También era un buen sitio para poner a prueba las dotes del brazalete, algo que debía comprobar antes de invertir dinero en un nuevo vestuario. Delbridge buscó en su astrosa bolsa de dinero y sacó el brazalete. Se estrujó la mano cuanto le fue posible y al cabo logró ponerse el estrecho brazalete de cobre en la carnosa muñeca.
—¿Para quién lo hicieron? ¿Para un duendecillo? —protestó al hincársele en la carne. Desde luego, no tendría que preocuparse por perderlo de manera accidental, ya que incluso dudaba que pudiera volver a sacárselo.
Mientras empujaba la puerta de la posada, hizo una pausa al llamarle la atención un pergamino, evidentemente nuevo, que estaba clavado en la madera. Era alguna clase de anuncio oficial. Apenas había luz y Delbridge tuvo que acercarse para leerlo.
AUDIENCIA REAL
El día tercero de Yurthgreen, 344, Su Señoría, el caballero Curston, oirá y juzgará agravios, súplicas y solicitudes de favores de sus leales súbditos. Todos aquellos que deseen una audiencia con Su Señoría deberán presentarse en las horas comprendidas entre el amanecer y el inicio de la ronda vespertina.
—Deja de obstruir el paso en la puerta, grandísimo zopenco. Entra o sal, decídete.
Delbridge parpadeó desconcertado y se apartó a un lado. Sus ojos se posaron en un tipo colérico, de nariz aguileña, que lucía un delantal blanquísimo; al parecer, era el tabernero.
—¿Eh? Quiero decir… Lo siento, estaba leyendo el anuncio que hay en la puerta —tartamudeó Delbridge.
El posadero frunció el entrecejo.
—Bueno, pues ciérrala. No estoy dispuesto a caldear la calle.

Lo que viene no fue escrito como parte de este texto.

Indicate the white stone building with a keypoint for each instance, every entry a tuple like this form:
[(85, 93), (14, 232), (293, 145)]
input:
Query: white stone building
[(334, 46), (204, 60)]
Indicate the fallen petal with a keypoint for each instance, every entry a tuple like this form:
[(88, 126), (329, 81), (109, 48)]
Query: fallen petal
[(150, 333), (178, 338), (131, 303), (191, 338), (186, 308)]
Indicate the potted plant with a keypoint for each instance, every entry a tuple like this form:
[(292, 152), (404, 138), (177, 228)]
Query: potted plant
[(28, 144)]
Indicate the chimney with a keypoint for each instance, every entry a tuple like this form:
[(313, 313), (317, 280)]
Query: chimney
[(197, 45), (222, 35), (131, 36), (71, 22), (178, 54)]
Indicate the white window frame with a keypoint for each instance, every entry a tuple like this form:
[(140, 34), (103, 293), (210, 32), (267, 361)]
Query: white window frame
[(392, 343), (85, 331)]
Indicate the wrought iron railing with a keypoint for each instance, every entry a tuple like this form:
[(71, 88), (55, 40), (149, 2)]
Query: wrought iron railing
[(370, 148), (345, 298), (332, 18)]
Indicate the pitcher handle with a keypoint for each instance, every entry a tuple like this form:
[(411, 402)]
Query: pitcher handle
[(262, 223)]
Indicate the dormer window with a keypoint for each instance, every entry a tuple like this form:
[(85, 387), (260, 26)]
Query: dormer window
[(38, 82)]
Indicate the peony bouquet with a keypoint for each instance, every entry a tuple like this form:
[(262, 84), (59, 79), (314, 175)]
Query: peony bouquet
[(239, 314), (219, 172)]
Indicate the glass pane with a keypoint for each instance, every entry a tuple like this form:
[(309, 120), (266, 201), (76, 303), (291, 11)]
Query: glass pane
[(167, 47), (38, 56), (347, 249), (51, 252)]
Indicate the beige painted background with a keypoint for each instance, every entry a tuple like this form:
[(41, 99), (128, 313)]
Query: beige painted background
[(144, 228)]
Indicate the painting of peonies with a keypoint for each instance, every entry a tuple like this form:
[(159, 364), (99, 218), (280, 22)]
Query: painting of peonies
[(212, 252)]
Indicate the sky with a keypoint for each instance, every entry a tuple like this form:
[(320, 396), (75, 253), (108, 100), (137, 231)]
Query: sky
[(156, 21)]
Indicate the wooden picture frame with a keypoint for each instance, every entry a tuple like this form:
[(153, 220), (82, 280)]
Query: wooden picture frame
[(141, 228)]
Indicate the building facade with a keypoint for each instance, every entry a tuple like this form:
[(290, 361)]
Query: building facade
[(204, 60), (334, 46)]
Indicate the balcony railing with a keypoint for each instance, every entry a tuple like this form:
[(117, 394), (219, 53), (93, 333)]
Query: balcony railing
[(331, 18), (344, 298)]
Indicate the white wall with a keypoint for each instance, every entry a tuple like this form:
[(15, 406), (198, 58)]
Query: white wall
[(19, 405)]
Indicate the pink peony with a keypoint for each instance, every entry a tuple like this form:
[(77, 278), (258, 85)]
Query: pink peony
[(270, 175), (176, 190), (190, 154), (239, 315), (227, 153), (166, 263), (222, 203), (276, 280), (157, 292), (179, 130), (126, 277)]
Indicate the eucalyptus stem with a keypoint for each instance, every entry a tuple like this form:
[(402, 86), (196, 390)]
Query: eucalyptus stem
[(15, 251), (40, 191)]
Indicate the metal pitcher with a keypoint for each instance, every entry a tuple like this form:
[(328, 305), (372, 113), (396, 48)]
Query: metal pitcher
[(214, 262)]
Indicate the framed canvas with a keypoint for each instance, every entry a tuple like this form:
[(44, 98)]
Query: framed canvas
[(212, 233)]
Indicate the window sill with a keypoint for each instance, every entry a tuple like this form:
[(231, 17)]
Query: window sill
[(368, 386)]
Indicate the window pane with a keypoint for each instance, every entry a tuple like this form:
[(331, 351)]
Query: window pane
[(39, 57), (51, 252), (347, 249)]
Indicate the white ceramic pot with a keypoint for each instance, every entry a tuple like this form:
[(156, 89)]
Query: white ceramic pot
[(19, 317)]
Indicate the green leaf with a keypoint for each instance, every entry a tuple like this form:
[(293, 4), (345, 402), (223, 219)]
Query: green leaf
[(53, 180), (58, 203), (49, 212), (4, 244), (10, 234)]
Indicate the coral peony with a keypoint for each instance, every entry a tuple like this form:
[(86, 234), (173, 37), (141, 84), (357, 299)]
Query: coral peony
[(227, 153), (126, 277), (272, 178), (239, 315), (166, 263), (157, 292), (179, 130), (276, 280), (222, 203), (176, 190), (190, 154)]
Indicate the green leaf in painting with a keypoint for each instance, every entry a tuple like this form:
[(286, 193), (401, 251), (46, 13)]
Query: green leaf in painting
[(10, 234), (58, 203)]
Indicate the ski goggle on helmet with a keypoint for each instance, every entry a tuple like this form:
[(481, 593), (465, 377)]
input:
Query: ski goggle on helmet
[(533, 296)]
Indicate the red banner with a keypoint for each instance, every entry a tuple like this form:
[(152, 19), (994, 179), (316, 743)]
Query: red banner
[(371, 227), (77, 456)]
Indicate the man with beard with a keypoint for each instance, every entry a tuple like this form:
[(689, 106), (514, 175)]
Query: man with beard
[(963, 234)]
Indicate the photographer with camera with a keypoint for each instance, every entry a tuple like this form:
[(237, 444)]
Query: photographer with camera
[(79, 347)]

Delbridge recobró su compostura habitual.
—Te pido disculpas, buen nombre.
Irguió la espalda y se alisó la parte delantera de su jubón de terciopelo que ceñía su voluminoso tronco, pero el hombre ya había vuelto a su trabajo en el interior de la taberna. Delbridge se internó en el establecimiento aun antes de que la puerta se hubiese cerrado del todo. La sala era acogedora y cálida, con una tenue nubécula de humo suspendida en el aire. Otros ocho parroquianos se sentaban en torno a varias mesas. La mayoría parecían ser jornaleros o artesanos, pero dos eran sin duda soldados. Una pequeña lumbre ardía en la chimenea, justo en la medida precisa para la época del año. Los ocho hombres interrumpieron las conversaciones para ver quién había entrado.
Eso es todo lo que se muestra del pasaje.